With Australia's current weather situation, it is unlikely that the Willandra lakes will be recieveing water anytime soon. El Niño has affected the amount of rainfall significantly, leaving most eastern regions of Australia in drought like conditions. If the region was to recieve heavy amounts of rainfall in the near future it is quite likely that the lakes will be restored back to its prior conditions before the drought. Due to the area being listed as a world heritage site, there will be no urbanisation taking place there or unnecessary human activity.


Extra Info


  • Some 20 mammalian species have been recorded in the area, including the red and grey kangaroo, echidnas and several species of bats. These animals are going to continue to call this semi arid region home for a long time to come, with little to no human involvment, they are able to live in peace and prosperity.
  • Aboriginal remains have been found in sand dunes in the Willandra lakes region dating back to approx. 40,000 years ago
  • Parts of the Willandra Lakes system include: Lake Mulurulu, Willandra Creek, Garnpung Lake, Lake Leaghur, Lake Mungo, Lake Arumpo, Chibnalwood Lakes.
  • In 1981 the Willandra lakes was added to the World heritage list.

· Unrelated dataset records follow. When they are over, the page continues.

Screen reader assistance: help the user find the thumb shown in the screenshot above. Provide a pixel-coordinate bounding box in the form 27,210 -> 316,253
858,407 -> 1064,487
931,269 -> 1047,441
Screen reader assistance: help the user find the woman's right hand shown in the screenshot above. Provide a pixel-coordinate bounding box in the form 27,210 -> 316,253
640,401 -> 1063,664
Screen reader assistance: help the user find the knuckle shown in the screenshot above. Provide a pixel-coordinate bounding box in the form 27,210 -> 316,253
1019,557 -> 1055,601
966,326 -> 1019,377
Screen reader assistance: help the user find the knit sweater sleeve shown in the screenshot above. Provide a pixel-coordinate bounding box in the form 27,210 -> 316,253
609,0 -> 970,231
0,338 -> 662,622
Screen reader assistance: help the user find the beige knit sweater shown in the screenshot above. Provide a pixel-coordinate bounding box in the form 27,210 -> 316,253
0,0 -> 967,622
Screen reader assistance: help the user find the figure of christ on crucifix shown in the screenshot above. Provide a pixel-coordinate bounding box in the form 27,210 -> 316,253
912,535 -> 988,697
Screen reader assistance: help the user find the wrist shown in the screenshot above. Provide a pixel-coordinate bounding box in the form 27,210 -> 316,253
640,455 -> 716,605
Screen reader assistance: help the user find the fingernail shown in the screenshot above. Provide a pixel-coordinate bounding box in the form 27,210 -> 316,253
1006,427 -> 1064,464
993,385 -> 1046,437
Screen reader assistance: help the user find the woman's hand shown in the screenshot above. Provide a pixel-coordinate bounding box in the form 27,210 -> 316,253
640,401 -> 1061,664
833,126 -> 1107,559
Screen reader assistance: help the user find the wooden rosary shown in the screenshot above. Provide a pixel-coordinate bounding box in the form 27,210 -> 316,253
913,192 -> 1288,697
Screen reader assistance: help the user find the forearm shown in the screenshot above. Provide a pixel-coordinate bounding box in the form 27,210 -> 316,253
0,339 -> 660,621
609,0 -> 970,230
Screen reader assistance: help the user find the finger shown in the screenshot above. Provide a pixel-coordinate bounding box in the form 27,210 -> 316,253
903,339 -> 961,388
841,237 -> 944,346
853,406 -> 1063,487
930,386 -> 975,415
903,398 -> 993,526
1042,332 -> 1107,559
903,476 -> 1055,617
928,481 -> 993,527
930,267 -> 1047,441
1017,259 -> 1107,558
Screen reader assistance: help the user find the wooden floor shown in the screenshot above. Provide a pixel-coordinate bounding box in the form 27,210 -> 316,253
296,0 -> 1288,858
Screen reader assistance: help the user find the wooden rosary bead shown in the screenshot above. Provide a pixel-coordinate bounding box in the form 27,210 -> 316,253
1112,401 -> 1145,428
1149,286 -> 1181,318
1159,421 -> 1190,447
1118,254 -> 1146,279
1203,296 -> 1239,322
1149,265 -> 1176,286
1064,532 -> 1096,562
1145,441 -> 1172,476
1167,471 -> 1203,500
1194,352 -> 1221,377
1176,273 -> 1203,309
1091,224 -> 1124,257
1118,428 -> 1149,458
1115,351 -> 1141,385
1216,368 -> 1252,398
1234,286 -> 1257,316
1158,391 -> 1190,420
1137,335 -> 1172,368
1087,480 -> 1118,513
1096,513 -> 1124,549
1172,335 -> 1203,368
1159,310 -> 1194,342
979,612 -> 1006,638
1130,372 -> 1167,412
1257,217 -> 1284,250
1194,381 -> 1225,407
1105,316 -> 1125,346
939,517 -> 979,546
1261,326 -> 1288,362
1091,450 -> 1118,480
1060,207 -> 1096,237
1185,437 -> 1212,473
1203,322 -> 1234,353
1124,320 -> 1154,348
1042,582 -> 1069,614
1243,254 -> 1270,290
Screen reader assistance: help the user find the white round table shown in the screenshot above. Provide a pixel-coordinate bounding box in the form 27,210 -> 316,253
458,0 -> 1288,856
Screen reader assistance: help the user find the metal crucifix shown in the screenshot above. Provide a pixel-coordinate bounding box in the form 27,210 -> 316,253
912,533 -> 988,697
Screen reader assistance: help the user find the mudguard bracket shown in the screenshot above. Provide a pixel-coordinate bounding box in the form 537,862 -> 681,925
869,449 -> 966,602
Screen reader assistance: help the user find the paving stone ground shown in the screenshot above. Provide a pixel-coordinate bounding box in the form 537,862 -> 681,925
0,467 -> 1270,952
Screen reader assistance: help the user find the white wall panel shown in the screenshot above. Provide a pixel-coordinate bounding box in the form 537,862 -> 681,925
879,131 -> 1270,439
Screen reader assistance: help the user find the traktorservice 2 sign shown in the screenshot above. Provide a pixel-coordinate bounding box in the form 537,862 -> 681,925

Date and History of Establishment

Only a small portion of Willandra Lakes Region is legally protected, namely Mungo National Park which was gazetted in 1979, under the New South Wales National Parks and Wildlife Act, 1974. The size of the national park was increased by 13,000 hectare (ha), to its current size, under a proclamation published in the Government Gazette No. 51 of 27 March 1986. Willandra Lakes Region was inscribed on the World Heritage List in 1981. The original boundary of the World Heritage Property, encompassing 600,000 ha, was modified and reduced to its current size in 1995.
external image mungo12.jpg

Area

240,000 ha, including Mungo National Park (27,847 ha).

Land Tenure

Government of the State of New South Wales.

Altitude

Approximately 70 meters (m) at the center of the region.

Physical Features

The Willandra Lakes Region comprises a system of dry lakes formed during the lower Tertiary, when marine transgressions in the Murray Basin deposited calcareous sand, marl and limestone. These were overlain by sands and dunefields in the Quaternary. The region is characterized by linear dunes, whose west to east orientation reflects the controlling wind system. Although these relict features were stabilized by vegetation, they were reactivated around 18,000 Before Present (BP) to 16,000 BP and were subsequently re-established.
The interconnected lake basins were fed by a former tributary of the Lachlan River known as Willandra Billabong Creek. The six major lakes and numerous smaller depressions covered an area of 1,088 sq. kilometers (km), and ranged in size from ephemeral ponds to Lake Garnpung, which was over 10 m deep and over 500 sq. km. The formation of crescent lunette dunes on the eastern side of the lakes has been dated to at least 40,000 years to about 15,000 years ago, with an intensive period of dune building between 18,000 and 16,000 years ago.